Pemkab Konawe Utara Gandeng Bank Sultra, Pinjaman Daerah Biayai 39 Proyek Strategis
- account_circle Olank Zakaria
- calendar_month Kam, 9 Apr 2026
- visibility 42
- comment 0 komentar

KENDARI | SUARAEMPATPILAR.com – Pemerintah Kabupaten Konawe Utara (Konut) mempertegas komitmennya dalam mempercepat pemerataan pembangunan melalui kerja sama strategis dengan PT Bank Pembangunan Daerah Sulawesi Tenggara. Kolaborasi ini ditandai dengan penandatanganan Perjanjian Kredit (PK) Pinjaman Daerah yang digelar di Tower Bank Sultra, Kendari.
Penandatanganan tersebut dihadiri langsung oleh Bupati Konawe Utara, Ikbar, bersama Ketua DPRD Konut Herman Sewani, Sekretaris Daerah Safruddin, serta jajaran kepala OPD terkait. Kehadiran notaris dalam prosesi ini turut memastikan aspek legalitas dan transparansi dalam pengelolaan keuangan daerah.
Dalam sambutannya, Bupati Ikbar menegaskan bahwa skema pinjaman daerah ini menjadi langkah konkret dalam membiayai program prioritas pembangunan. Dana tersebut akan difokuskan untuk mendorong pertumbuhan ekonomi sekaligus meningkatkan kualitas layanan publik.
“Pinjaman ini akan digunakan untuk membiayai sekitar 39 paket pekerjaan strategis, mulai dari pembangunan dan peningkatan jalan, trotoar, drainase, hingga gedung perkantoran dan fasilitas umum lainnya. Kami ingin setiap proyek berdampak langsung pada peningkatan Pendapatan Asli Daerah (PAD),” tegas Ikbar.
Ia juga mengingatkan seluruh organisasi perangkat daerah agar melakukan perencanaan yang matang serta memperhatikan nilai estetika dalam setiap pembangunan.
“Kita ingin pembangunan tidak hanya fungsional, tetapi juga memperindah wajah Konawe Utara.
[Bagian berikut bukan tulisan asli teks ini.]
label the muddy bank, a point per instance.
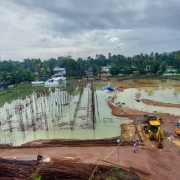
(155, 103)
(132, 114)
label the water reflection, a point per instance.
(52, 115)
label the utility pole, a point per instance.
(118, 141)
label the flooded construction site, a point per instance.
(84, 113)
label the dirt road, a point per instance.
(161, 164)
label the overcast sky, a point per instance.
(82, 28)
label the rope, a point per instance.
(101, 161)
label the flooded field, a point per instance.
(62, 115)
(57, 115)
(165, 92)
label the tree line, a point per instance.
(13, 72)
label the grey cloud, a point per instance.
(93, 26)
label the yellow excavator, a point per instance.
(154, 131)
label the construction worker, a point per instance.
(136, 146)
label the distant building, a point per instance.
(60, 70)
(109, 55)
(105, 70)
(135, 72)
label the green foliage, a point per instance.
(13, 72)
(114, 70)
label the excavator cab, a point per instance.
(153, 129)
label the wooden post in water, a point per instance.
(93, 107)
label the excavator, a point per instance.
(154, 131)
(178, 128)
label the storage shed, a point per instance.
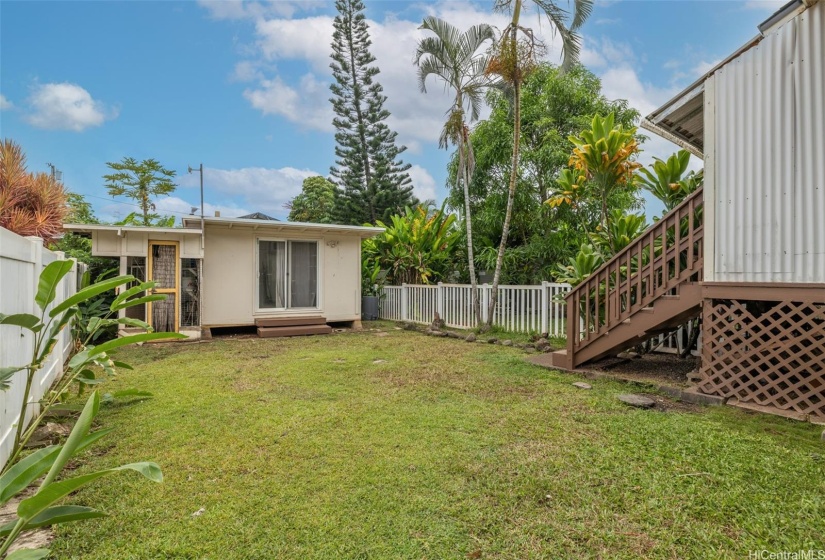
(747, 251)
(283, 277)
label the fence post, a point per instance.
(545, 304)
(404, 303)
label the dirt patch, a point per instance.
(662, 369)
(665, 404)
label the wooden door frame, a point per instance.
(176, 290)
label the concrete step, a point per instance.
(298, 330)
(289, 321)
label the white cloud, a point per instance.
(416, 117)
(423, 183)
(767, 5)
(66, 106)
(259, 189)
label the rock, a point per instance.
(637, 400)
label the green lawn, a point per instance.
(308, 448)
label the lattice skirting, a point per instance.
(767, 353)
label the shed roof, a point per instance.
(276, 226)
(88, 228)
(682, 119)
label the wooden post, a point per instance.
(404, 303)
(485, 302)
(439, 301)
(545, 305)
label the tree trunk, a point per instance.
(505, 230)
(463, 165)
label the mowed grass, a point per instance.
(406, 446)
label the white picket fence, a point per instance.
(535, 309)
(21, 261)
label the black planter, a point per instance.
(369, 308)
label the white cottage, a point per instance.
(286, 278)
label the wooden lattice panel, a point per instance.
(766, 353)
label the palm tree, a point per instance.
(453, 57)
(30, 203)
(514, 59)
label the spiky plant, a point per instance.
(30, 203)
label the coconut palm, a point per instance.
(515, 57)
(454, 57)
(30, 203)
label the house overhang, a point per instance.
(682, 119)
(89, 228)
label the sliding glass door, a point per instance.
(287, 274)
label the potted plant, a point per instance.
(372, 284)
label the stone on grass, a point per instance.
(637, 400)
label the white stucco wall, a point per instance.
(229, 285)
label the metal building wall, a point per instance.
(769, 148)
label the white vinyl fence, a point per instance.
(21, 261)
(537, 309)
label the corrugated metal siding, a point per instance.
(770, 158)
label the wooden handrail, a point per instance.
(626, 283)
(697, 194)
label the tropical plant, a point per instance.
(579, 268)
(46, 329)
(604, 155)
(140, 181)
(453, 57)
(30, 203)
(416, 247)
(372, 179)
(669, 180)
(372, 281)
(622, 229)
(514, 59)
(39, 509)
(316, 202)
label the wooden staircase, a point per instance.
(292, 326)
(652, 286)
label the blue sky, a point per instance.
(243, 86)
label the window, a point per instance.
(287, 274)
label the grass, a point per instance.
(406, 446)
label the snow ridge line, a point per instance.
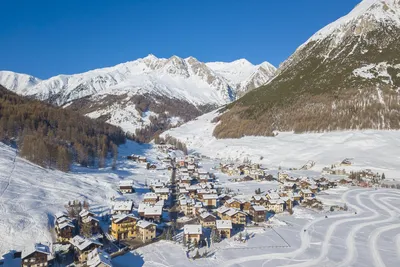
(328, 235)
(305, 240)
(377, 232)
(10, 176)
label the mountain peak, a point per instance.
(150, 57)
(371, 12)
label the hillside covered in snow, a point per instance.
(128, 94)
(346, 76)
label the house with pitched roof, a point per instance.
(192, 232)
(146, 231)
(83, 246)
(224, 228)
(99, 258)
(258, 213)
(207, 219)
(35, 256)
(123, 226)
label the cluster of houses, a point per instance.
(255, 171)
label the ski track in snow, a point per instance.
(376, 212)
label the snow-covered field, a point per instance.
(371, 149)
(368, 238)
(30, 195)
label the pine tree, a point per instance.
(64, 159)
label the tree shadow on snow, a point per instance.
(128, 260)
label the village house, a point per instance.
(142, 159)
(282, 176)
(162, 193)
(198, 206)
(64, 227)
(275, 205)
(233, 203)
(122, 207)
(146, 231)
(288, 203)
(259, 200)
(223, 198)
(185, 180)
(150, 198)
(201, 192)
(204, 178)
(186, 206)
(210, 201)
(314, 189)
(35, 256)
(245, 206)
(149, 212)
(207, 219)
(85, 213)
(192, 232)
(221, 211)
(224, 228)
(99, 258)
(237, 217)
(123, 226)
(91, 224)
(157, 184)
(126, 187)
(258, 214)
(305, 193)
(83, 246)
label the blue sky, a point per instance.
(46, 38)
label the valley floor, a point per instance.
(366, 235)
(368, 238)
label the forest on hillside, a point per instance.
(54, 137)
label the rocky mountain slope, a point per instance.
(346, 76)
(133, 94)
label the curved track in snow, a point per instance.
(377, 213)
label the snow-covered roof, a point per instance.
(160, 203)
(85, 213)
(192, 229)
(82, 243)
(144, 224)
(259, 208)
(97, 257)
(153, 211)
(60, 214)
(66, 224)
(161, 190)
(126, 183)
(205, 215)
(306, 191)
(224, 224)
(38, 247)
(198, 205)
(126, 205)
(222, 209)
(210, 196)
(150, 196)
(231, 200)
(120, 218)
(273, 195)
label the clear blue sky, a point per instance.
(46, 38)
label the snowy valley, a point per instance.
(125, 94)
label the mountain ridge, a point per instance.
(125, 94)
(341, 79)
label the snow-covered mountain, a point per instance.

Perencanaan harus tuntas, dan pelaksanaan dilakukan secara bertanggung jawab,” tambahnya.
Sementara itu, Direktur Utama Bank Sultra, Andri Permana Diputra Abubakar, menyampaikan apresiasi atas kepercayaan yang diberikan Pemkab Konawe Utara. Ia menegaskan bahwa Bank Sultra siap menjadi mitra strategis dalam mendorong percepatan pembangunan daerah.
“Ini adalah bentuk nyata sinergi antara pemerintah daerah dan lembaga keuangan daerah. Kami menghadirkan pembiayaan produktif yang terukur untuk mendukung pembangunan infrastruktur. Skema pembiayaan ini telah dirancang hingga tahun 2028 sesuai kerangka anggaran,” jelasnya.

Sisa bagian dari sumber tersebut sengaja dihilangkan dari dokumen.